Director, Regulatory Compliance / 40 Hrs / Pathology / BWH
Brigham & Women's Hospital(BWH)


Job Info


At the Brigham, we place great value on being a diverse and inclusive community. Brigham Health and the Department of Pathology are dedicated to diversity, equity and inclusion as we aim to reflect the diversity of the patients in our local community. We have a dedicated focus on equity. Thus, we believe in equal access to quality care, employment and advancement opportunities encompassing the full spectrum or human diversity: race, gender, sexual orientation, religion, ethnicity, national origin and all the other forms of human presence and expression that make us better able to provide innovative and cutting-edge healthcare and research.

GENERAL SUMMARY/ OVERVIEW STATEMENT: Summarize the nature and level of work performed.

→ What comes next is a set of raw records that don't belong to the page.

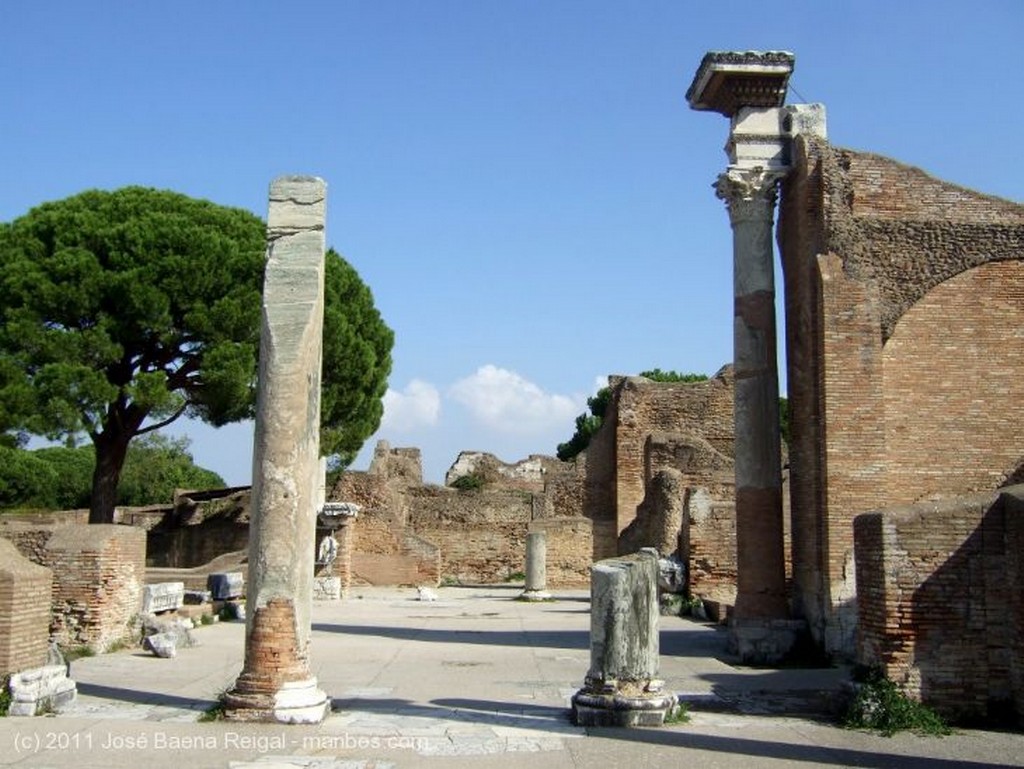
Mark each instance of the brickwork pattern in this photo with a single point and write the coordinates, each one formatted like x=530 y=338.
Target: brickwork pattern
x=98 y=573
x=683 y=427
x=938 y=613
x=272 y=653
x=569 y=543
x=890 y=276
x=25 y=621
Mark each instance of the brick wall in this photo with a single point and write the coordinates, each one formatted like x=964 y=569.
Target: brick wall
x=414 y=533
x=902 y=297
x=939 y=587
x=683 y=427
x=98 y=573
x=25 y=620
x=569 y=543
x=481 y=533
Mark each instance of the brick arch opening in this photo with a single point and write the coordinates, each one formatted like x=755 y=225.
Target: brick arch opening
x=953 y=397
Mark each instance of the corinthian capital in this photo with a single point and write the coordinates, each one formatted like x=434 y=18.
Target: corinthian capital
x=749 y=193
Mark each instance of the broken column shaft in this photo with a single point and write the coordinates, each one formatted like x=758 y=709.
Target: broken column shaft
x=275 y=683
x=537 y=567
x=622 y=686
x=750 y=196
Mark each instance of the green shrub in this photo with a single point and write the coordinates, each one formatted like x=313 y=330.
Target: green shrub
x=881 y=706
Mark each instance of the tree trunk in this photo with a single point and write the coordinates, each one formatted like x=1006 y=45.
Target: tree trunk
x=112 y=447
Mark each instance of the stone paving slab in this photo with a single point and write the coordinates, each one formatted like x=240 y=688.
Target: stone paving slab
x=473 y=680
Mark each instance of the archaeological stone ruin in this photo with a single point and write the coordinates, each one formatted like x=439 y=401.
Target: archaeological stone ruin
x=275 y=683
x=887 y=530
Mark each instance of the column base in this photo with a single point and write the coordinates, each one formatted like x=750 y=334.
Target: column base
x=294 y=702
x=327 y=589
x=535 y=595
x=764 y=641
x=624 y=708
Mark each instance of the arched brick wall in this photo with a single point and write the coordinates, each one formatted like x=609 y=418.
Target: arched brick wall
x=952 y=386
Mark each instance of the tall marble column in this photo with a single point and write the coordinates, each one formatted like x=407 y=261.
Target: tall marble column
x=275 y=683
x=750 y=196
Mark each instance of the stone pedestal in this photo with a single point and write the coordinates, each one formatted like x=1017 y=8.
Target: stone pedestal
x=275 y=683
x=41 y=690
x=537 y=567
x=163 y=596
x=225 y=586
x=622 y=687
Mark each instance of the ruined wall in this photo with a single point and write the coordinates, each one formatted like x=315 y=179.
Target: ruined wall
x=481 y=535
x=414 y=533
x=25 y=620
x=526 y=475
x=939 y=592
x=193 y=533
x=659 y=517
x=902 y=300
x=569 y=543
x=98 y=573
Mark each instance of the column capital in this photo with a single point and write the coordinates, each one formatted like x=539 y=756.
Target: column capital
x=749 y=193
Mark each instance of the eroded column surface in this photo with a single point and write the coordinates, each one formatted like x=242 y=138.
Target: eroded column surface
x=750 y=196
x=622 y=686
x=537 y=567
x=275 y=683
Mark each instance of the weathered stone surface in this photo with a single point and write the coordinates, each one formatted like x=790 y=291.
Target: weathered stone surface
x=327 y=589
x=537 y=567
x=41 y=690
x=622 y=686
x=624 y=642
x=177 y=629
x=225 y=586
x=275 y=683
x=25 y=618
x=198 y=597
x=162 y=644
x=165 y=596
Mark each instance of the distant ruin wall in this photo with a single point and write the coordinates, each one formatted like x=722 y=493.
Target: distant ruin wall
x=903 y=299
x=939 y=590
x=568 y=550
x=481 y=533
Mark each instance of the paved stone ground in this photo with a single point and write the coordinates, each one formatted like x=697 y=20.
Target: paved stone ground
x=475 y=679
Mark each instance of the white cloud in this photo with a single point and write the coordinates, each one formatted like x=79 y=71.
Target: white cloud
x=504 y=400
x=417 y=406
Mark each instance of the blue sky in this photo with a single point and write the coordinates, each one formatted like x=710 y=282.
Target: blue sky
x=520 y=183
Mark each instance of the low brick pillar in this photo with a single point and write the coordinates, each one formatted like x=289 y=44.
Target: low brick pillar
x=25 y=610
x=98 y=575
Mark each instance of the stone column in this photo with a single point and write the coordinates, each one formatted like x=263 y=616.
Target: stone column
x=275 y=683
x=537 y=567
x=750 y=196
x=622 y=686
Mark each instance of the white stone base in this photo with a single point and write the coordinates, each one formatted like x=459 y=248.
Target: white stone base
x=327 y=588
x=301 y=702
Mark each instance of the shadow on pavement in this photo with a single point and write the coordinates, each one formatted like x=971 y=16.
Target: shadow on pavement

Under the general direction of the Executive Director and Quality Vice Chair of the Department of Pathology, and working closely with individual Laboratory and Program Directors, as well as Hospital Quality and Safety, directs a wide variety of regulatory areas, safety and quality improvement initiatives for the Department with a focus on risk reduction for the patient populations served and in a safety culture environment. This includes regulatory compliance in all the clinical laboratories at BWH (Blood Bank/Transfusion Medicine, Clinical Laboratories and Anatomic Pathology laboratories), Point of Care testing, Provider Performed Microscopy procedures (PPMP) and oversight of regulatory compliance of all non-departmental CLIA-licensed laboratories at BWH, as well as leading and/or coordinating a number of quality improvement initiatives across the Department. There are approximately twenty-six onsite and twenty- five offsite CLIA certificates distributed across the Hospital campus for laboratory services. The Department includes approximately 600 non-physician staff FTE's; approximately 200 faculty, residents, and fellows. The Department annually produces approximately 5 million billed test results in the Clinical Laboratory and 280,000 billed tests/ reports in Anatomic Pathology, issues 45,000 whole blood and platelet products, and manages over 3,300 therapeutic patient treatments.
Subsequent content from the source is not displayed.